De este modo, y claro está que teniendo en cuenta que ninguna mirada de autor, por muy encomiada o empática que nos parezca, es inocente, sólo queda destacar la gran oportunidad que nos brindan este tipo de novelas para, si no tenemos opción de viajar a esos paises o si lo hacemos de escapar de las garras del correspondiente guía turístico (el cual, por cierto, probablemente te conducirá hasta el café El Fishawy en el famoso barrio del Jan-el-Jallili, donde acudía Naguib Mahfud a diario antes del atentando, para eso tan cutre del turismo literario consistente en fisgonear en los escenarios vitales de un autor como si por serlo estos estuvieran imbuidos en halo mítico, legendario, pasen y vean, a hacer caja: y aquí también cagaba el autor todos los días después de cada comida...) penetrar en la realidad de unas sociedades que la mayoría de las veces nos son presentadas por nuestros medios occidentales desde una óptica de lo más simplista, monolítica, reduciéndolas en su conjunto a todos los tópicos y lugares comunes que nos son familiares, a veces incluso con fines poco o nada transparentes, sospechosos, sea con el fin de aprovechar el morbo que suscitan para extender el miedo o el recelo entre el público occidental, casi siempre a cuenta del fantasma del islamismo, tanto o menos que otros integrismos con los que convivimos a diario en nuestras sociedades, o con ese otro, todavía más repulsivo y que en estas últimas semanas se han revelado en toda su patética crudeza, ahí está la Trini o su homóloga francesa para ilustrarnos al respecto, de extender la idea, hoy ya completamente deshecha gracias a los recientes acontecimientos, de que esos pueblos no tienen remedio, no están hechos para la democracia, llevan el germen del fanatismo en sus genes, y por eso están bien, estaban, a merced de sus respectivos déspotas, que para algo eran nuestros amigos y mejores socios, nos metían en vereda a su gente y además hacíamos negocios con todas las ventajas del mundo.

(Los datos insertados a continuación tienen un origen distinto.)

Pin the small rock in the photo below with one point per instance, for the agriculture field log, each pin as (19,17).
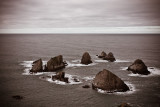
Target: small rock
(110,57)
(76,80)
(103,55)
(60,76)
(86,86)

Esa y otras ideas simplificadoras como la que nos revelan algunas voces acerca de la ocultación que se ha hecho durante todas estas semanas del papel decisivo del movimiento obrero en el derrocamiento de Mubarak, algo que contrasta y mucho con esa otra imagen más romántica y puede que interesada, de masas espontáneas de ciudadanos mayoritariamente jóvenes convocados mediante emails o el Facebook, amén del recurso al peligro islamista de la mano de los Hermanos Musulmanes, los cuales apenas se sumaron a la protesta pasados ya unos días y procurando no tomar protagonismo alguno. Dicho de otro modo, nos han vendido la imagen romántica y muy mediática de la muchedumbre en la Plaza Tahrid, o de La Liberación, y poco o nada nos han hablado de las movilizaciones y huelgas celebradas a lo largo de todo el país en los principales centros productivos, probablemente el verdadero motivo que hizo echar a temblar a la oligarquía militar que gonernaba, mangoneaba y reprimía bajo los auspicios de su ya derrocado faraón.